The television began playing the unmistakable overprocessed jangling guitar notes that foretold the introduction of yet another Mexican soap opera. A door to my right opened, and the sound of a freshly flushed toilet could be heard beyond its threshold. Short bursts of vulgarity began ringing through the windows, then very loudly through the waiting room, as two police officers half escorted, half carried in an incredibly argumentative drunk man who was bleeding from the forehead. Without a single word, the officers walked him past the waiting room and down to the welcoming arms of the auxiliary police precinct inside the hospital, as their brothers in blue had done for the previous four individuals who'd found themselves in similar situations that evening.
The baby kept yelling.
Another ambulance pulled up to the dock, sirens blaring and engine roaring. The clack of a stretcher slamming against the double doors at the reception area echoed through the waiting room. The children running rampant began yelling for their parents to look at the damaged and bloodied person wheeling at high speed through the hallways leading to where I longed to be. I couldn't help thinking that, even though his wounds were far graver than my own, he was the lucky one.
This was all my fault.
Mike had been trying to make this the first birthday in many years that was actually fun. I'd been hiding out all day, and just when it looked like the day might pass with no altercations or injury, he took up his black marker. In all fairness, I really should have been paying attention to where I was putting my hand when I began stumbling backward. My Sharpie hand was poised for a strike; all I needed was a quick push from my free hand to stop my backward momentum and mount a suitable riposte. I didn't realize that, while screwing around in a fit of boredom, I'd left an uncapped X-Acto knife sitting base-down in a lump of sculpting clay.
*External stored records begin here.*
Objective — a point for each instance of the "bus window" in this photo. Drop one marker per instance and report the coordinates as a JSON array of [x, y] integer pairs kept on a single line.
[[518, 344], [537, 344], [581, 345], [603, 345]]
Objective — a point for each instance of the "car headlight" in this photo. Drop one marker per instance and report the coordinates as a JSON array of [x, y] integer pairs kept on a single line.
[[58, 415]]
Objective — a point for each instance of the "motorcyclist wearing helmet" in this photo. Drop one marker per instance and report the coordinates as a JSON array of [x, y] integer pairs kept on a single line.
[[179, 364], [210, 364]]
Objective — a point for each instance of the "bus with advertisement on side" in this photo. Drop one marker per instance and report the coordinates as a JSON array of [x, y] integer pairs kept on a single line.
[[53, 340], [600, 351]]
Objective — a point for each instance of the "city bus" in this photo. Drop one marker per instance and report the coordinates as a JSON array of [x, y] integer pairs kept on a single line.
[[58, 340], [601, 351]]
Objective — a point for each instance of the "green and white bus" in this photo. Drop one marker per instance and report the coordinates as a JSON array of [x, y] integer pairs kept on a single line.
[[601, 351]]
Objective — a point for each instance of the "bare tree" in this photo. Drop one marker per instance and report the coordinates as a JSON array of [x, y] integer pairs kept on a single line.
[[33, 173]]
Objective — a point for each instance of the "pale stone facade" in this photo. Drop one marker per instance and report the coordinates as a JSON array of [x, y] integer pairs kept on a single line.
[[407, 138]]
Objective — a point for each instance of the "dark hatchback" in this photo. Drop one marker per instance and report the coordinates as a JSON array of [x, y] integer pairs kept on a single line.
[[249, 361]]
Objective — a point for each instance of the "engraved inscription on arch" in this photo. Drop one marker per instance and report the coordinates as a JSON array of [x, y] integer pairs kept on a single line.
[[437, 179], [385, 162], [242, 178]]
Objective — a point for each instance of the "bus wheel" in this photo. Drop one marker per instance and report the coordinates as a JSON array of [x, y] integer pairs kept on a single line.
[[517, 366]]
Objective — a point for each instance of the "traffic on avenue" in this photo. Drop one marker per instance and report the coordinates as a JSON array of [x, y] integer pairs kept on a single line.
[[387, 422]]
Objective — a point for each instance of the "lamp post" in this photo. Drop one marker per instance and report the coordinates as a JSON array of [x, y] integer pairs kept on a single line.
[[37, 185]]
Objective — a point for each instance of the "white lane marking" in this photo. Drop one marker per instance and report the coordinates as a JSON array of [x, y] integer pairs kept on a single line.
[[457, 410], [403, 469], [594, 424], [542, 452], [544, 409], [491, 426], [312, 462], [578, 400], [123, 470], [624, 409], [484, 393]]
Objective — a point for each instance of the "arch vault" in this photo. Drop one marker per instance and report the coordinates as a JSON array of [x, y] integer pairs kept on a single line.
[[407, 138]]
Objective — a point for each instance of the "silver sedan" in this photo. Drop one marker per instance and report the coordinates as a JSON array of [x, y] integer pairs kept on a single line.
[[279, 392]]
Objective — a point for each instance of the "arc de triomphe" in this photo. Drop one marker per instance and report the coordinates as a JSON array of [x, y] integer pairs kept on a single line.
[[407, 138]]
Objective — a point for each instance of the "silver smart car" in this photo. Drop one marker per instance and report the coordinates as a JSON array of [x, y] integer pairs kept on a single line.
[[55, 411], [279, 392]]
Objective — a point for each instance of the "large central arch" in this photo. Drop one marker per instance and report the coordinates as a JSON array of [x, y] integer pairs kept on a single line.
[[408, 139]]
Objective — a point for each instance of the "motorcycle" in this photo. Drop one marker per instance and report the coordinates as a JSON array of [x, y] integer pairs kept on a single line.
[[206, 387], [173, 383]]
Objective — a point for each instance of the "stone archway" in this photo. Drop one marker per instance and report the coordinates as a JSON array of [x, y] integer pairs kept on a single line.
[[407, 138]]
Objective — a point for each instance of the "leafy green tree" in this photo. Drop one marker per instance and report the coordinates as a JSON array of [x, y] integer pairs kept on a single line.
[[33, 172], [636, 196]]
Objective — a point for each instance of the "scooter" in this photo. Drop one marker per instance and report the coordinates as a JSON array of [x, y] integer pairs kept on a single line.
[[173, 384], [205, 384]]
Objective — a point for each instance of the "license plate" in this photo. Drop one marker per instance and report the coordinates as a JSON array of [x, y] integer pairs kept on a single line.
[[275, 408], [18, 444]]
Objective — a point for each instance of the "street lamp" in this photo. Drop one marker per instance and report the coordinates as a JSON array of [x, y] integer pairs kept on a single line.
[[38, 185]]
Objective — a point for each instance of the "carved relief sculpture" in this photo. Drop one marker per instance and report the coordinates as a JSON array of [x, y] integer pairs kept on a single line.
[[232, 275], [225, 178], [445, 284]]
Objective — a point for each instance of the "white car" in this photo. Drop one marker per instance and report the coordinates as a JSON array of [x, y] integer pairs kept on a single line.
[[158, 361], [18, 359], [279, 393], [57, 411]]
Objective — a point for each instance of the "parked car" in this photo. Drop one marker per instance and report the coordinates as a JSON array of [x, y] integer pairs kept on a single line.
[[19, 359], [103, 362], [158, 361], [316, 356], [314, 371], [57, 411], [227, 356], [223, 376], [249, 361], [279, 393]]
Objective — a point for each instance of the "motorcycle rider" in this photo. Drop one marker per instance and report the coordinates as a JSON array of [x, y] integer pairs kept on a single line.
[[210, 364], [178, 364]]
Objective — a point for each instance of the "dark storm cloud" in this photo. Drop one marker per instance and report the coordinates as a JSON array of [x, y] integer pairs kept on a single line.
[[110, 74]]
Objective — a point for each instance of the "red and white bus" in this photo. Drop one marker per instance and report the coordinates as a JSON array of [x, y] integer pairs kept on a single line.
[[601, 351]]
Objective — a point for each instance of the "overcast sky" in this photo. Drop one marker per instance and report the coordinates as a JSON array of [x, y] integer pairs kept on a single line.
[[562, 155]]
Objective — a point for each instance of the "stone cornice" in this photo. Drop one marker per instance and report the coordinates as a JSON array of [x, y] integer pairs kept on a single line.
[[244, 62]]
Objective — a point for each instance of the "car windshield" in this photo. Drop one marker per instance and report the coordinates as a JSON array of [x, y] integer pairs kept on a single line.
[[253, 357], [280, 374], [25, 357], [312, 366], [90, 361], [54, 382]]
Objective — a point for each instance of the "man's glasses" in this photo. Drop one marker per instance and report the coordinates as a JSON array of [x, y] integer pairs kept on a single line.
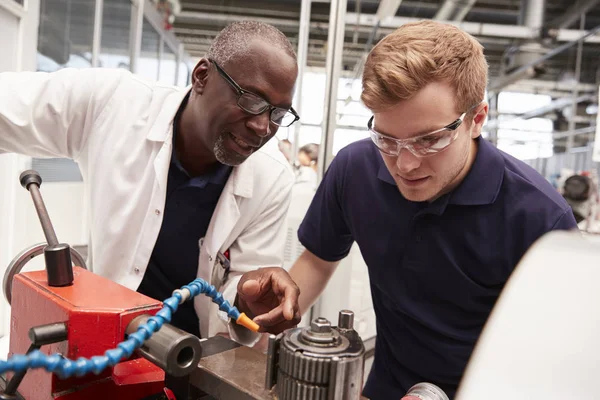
[[255, 105], [421, 146]]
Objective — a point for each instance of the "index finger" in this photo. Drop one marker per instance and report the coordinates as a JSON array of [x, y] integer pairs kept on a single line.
[[273, 317], [290, 301]]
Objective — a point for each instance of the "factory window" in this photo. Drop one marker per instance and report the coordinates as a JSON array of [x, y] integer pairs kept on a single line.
[[149, 57], [65, 34], [525, 139], [114, 47]]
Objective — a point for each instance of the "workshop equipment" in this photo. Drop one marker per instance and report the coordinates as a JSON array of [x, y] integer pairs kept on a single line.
[[425, 391], [319, 362], [76, 314]]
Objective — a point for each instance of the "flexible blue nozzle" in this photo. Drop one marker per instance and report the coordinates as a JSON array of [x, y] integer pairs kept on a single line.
[[65, 368]]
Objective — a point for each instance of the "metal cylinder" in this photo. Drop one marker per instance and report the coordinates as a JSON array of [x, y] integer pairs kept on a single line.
[[174, 350], [58, 264], [425, 391], [346, 319], [46, 334], [320, 362], [31, 181]]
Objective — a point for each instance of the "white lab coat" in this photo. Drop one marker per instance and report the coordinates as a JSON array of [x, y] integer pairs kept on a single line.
[[118, 128]]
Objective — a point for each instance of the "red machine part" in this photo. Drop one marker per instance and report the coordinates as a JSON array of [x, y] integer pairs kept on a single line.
[[97, 312]]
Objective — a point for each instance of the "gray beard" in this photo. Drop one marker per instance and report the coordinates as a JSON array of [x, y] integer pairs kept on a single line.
[[225, 156]]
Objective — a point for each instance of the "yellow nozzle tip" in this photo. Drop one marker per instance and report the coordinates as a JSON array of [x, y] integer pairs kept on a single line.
[[247, 322]]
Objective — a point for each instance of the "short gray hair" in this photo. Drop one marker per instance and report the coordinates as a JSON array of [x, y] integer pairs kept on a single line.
[[232, 42]]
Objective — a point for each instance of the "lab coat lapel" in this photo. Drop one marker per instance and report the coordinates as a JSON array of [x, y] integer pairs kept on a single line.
[[162, 133], [218, 237], [227, 212]]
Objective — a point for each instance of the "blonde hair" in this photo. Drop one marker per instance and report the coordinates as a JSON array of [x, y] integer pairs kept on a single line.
[[419, 53]]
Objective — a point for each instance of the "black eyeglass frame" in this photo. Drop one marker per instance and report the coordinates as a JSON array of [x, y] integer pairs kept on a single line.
[[241, 91], [406, 143]]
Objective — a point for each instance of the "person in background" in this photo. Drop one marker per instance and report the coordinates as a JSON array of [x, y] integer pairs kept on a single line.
[[285, 146], [308, 157], [578, 191], [179, 183], [441, 216]]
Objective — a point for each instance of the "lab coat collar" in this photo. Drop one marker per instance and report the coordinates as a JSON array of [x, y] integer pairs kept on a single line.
[[242, 176]]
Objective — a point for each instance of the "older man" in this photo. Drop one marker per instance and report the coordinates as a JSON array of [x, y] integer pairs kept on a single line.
[[179, 184]]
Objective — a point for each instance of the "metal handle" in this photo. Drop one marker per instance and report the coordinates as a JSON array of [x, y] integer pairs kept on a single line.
[[58, 256], [17, 264], [32, 181]]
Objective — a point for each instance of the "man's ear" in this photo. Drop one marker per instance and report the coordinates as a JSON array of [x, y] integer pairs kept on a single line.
[[479, 118], [200, 76]]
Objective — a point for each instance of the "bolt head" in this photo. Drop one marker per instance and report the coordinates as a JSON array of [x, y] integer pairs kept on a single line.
[[320, 325]]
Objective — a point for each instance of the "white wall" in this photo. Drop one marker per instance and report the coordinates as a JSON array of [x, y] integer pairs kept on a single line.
[[18, 41]]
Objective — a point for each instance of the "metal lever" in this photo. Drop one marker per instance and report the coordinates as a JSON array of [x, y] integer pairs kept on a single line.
[[57, 255]]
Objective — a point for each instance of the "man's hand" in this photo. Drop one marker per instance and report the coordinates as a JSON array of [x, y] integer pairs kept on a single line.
[[270, 297]]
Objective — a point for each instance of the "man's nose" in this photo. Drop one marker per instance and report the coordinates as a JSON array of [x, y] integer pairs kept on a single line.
[[407, 161], [260, 124]]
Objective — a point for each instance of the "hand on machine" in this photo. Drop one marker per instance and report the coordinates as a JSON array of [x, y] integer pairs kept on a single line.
[[76, 314], [107, 341]]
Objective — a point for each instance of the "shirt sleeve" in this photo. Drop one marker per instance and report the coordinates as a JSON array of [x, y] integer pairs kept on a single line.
[[325, 230]]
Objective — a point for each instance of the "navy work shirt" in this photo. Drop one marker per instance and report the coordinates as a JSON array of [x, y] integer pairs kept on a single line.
[[436, 269], [190, 203]]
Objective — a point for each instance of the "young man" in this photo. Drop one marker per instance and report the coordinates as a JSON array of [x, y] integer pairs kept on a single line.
[[440, 215], [179, 184]]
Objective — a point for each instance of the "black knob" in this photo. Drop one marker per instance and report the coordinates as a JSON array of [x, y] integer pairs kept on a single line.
[[28, 177]]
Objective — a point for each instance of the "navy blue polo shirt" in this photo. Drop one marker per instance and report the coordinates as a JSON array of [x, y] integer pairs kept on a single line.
[[436, 269], [190, 203]]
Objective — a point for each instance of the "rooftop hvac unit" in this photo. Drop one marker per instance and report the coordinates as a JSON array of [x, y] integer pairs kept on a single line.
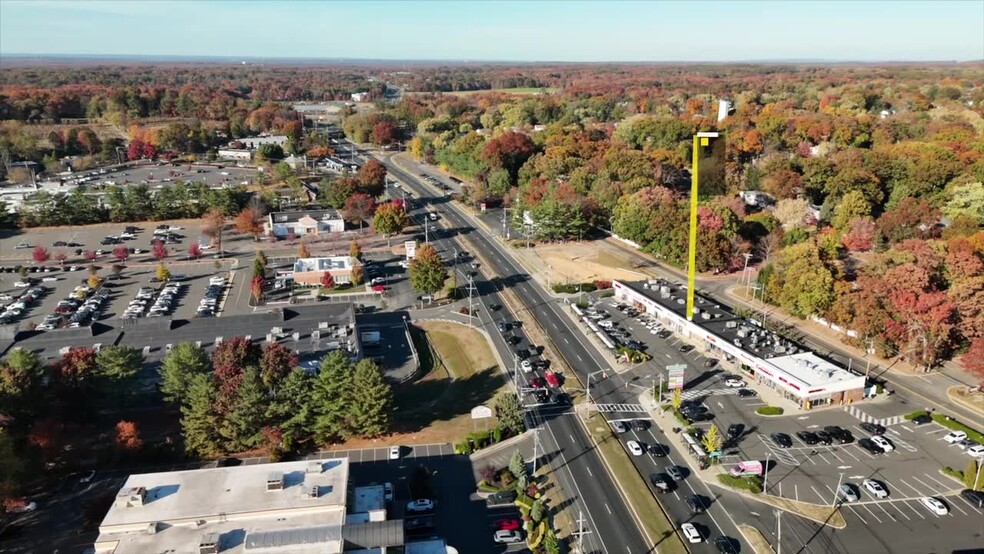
[[275, 481]]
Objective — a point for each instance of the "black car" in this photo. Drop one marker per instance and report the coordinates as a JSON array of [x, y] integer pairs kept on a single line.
[[873, 428], [782, 440], [824, 437], [922, 419], [808, 437], [696, 503], [870, 446]]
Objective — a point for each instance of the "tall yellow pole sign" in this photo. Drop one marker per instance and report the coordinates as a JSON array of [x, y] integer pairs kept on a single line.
[[701, 140]]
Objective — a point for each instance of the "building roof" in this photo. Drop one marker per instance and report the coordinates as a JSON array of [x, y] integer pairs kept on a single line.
[[326, 214], [257, 508], [332, 263]]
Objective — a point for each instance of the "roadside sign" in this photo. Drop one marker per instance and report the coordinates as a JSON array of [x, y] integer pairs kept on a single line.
[[675, 375]]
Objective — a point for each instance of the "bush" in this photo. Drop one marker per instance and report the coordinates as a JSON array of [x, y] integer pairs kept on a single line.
[[752, 484], [954, 425]]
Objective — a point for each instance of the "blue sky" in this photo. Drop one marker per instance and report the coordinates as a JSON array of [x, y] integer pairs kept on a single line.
[[507, 30]]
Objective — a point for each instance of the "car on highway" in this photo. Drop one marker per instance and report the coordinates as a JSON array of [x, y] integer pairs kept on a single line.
[[420, 505], [661, 482], [934, 505], [876, 488], [691, 533], [807, 437], [883, 443], [782, 440], [953, 437], [504, 536], [872, 428], [870, 446], [847, 492]]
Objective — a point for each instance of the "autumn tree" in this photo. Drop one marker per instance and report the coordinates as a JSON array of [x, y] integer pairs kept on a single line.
[[249, 222]]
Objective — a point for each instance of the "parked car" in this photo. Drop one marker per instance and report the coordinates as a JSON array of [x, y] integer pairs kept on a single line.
[[876, 488]]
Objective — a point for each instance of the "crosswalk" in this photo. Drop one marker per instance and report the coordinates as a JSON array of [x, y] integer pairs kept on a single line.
[[866, 418]]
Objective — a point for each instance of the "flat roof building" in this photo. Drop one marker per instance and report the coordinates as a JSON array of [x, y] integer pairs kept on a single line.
[[800, 376], [296, 507]]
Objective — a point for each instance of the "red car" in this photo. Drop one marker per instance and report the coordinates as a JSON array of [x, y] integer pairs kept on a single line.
[[507, 525], [552, 379]]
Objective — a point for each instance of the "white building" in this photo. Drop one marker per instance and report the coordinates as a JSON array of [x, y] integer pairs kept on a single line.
[[797, 374], [296, 507]]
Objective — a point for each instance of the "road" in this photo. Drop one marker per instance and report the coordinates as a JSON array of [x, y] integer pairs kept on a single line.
[[580, 471]]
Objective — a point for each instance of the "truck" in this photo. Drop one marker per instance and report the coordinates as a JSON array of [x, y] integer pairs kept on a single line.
[[746, 469]]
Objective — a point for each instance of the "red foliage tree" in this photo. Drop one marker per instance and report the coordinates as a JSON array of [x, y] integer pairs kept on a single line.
[[128, 436], [40, 254], [160, 250], [121, 252]]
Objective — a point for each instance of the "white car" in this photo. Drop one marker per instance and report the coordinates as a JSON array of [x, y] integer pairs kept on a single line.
[[935, 505], [882, 443], [875, 488], [691, 532], [953, 437]]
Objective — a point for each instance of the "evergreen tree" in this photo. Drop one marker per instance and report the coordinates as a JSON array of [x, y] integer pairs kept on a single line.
[[329, 398], [371, 401], [178, 368], [198, 419]]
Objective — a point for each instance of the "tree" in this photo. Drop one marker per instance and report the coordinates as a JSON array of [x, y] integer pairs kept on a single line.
[[372, 178], [370, 401], [358, 208], [118, 364], [160, 250], [427, 271], [329, 398], [213, 223], [327, 281], [179, 367], [121, 252], [128, 436], [712, 439], [509, 413], [249, 222], [390, 218]]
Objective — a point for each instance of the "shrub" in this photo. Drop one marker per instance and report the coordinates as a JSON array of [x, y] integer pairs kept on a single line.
[[954, 425], [752, 484]]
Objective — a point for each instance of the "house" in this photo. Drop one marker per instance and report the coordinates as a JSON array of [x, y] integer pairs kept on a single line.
[[302, 223]]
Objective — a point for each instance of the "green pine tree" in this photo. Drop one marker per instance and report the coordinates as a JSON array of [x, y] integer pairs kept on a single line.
[[371, 401], [329, 398], [184, 362], [198, 419]]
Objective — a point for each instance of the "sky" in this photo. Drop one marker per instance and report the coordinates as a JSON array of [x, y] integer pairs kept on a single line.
[[570, 31]]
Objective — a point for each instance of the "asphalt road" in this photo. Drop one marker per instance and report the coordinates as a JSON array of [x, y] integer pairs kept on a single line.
[[581, 472]]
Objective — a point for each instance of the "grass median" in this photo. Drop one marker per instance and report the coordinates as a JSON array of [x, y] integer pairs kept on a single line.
[[654, 521]]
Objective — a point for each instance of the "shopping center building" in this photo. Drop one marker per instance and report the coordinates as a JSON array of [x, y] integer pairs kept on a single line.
[[799, 375]]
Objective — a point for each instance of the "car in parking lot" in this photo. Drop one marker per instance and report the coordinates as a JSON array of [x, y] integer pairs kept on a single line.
[[934, 505], [782, 440], [691, 533], [882, 443], [507, 536], [876, 488], [420, 505]]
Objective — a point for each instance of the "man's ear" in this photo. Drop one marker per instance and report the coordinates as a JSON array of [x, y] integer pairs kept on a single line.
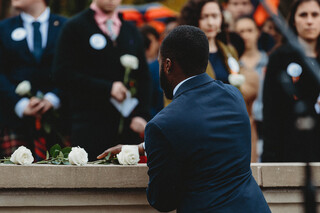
[[168, 65]]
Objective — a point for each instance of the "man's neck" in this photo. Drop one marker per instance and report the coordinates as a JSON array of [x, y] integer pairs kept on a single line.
[[36, 10], [212, 45], [251, 52], [310, 47]]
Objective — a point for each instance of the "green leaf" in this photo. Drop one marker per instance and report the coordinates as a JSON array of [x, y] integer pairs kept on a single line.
[[66, 151], [47, 155], [8, 162], [46, 127], [108, 156], [56, 161], [66, 162], [55, 150], [115, 161], [60, 156]]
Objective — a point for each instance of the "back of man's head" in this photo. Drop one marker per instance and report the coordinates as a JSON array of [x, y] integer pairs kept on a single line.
[[187, 46]]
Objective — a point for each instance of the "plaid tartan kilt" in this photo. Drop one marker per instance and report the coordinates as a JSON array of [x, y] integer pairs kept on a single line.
[[10, 140]]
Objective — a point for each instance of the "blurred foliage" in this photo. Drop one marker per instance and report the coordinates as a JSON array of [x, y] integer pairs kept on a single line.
[[71, 7]]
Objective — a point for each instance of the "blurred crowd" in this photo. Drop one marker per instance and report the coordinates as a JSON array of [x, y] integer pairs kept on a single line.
[[94, 78]]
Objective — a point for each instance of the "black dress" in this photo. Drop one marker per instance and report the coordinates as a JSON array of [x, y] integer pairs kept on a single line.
[[282, 140]]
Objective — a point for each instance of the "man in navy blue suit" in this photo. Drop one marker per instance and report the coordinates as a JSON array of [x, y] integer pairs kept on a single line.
[[27, 46], [199, 146]]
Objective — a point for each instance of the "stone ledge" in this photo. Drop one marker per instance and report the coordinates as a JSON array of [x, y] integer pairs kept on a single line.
[[65, 176], [267, 175]]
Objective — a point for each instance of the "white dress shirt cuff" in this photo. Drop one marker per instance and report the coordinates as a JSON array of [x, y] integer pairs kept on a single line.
[[21, 106], [53, 99]]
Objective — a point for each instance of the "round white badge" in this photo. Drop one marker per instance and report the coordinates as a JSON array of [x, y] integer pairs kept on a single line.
[[19, 34], [294, 70], [98, 41], [233, 64]]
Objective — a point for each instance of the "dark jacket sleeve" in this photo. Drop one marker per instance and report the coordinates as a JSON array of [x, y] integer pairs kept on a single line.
[[164, 171], [144, 83], [7, 89], [66, 66], [273, 111]]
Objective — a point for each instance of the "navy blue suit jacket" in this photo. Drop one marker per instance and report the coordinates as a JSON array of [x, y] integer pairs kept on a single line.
[[17, 63], [199, 149]]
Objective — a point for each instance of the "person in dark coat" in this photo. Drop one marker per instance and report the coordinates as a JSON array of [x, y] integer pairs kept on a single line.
[[27, 47], [89, 69], [290, 92]]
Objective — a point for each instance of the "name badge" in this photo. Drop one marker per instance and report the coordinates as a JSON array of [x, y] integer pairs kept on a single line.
[[19, 34], [98, 41], [294, 70], [233, 64]]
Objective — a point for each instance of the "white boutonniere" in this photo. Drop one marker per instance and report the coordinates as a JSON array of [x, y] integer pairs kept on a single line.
[[23, 88], [129, 155]]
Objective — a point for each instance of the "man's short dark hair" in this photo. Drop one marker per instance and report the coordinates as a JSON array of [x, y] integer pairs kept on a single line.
[[147, 30], [188, 46]]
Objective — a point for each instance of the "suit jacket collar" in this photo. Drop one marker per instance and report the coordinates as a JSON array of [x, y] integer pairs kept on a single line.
[[53, 32], [192, 83]]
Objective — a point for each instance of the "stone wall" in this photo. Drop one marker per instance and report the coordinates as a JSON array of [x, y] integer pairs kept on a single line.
[[116, 188]]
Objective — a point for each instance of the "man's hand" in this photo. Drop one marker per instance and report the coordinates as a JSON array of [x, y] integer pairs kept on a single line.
[[46, 106], [114, 150], [117, 149], [118, 91], [138, 124], [34, 107]]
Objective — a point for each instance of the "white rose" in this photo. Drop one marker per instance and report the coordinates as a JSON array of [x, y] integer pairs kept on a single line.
[[129, 61], [22, 156], [236, 79], [129, 155], [23, 88], [78, 156]]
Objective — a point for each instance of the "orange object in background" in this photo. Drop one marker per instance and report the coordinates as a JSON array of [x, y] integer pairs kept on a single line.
[[260, 15], [154, 14]]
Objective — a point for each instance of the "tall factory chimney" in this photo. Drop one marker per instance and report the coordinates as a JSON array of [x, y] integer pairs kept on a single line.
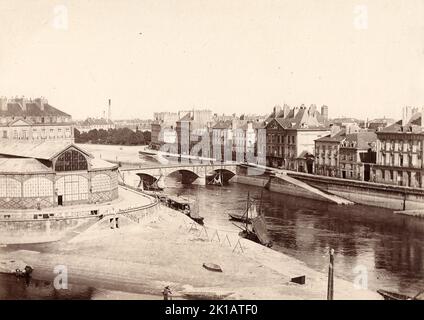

I closed my eyes once again and let my head drop back in utter defeat. I rolled my face to the right and opened my eyes to find Mike looking at me with a mixture of pity and agony. He looked at the floor, sighed, and then looked over at me.
"Dude . . . I'm really—" he began.
"I know, man. I know," I said with yet another sigh, this one carrying with it the weight of my twenty-three previous birthdays. We both returned our gaze to the floor and resumed waiting.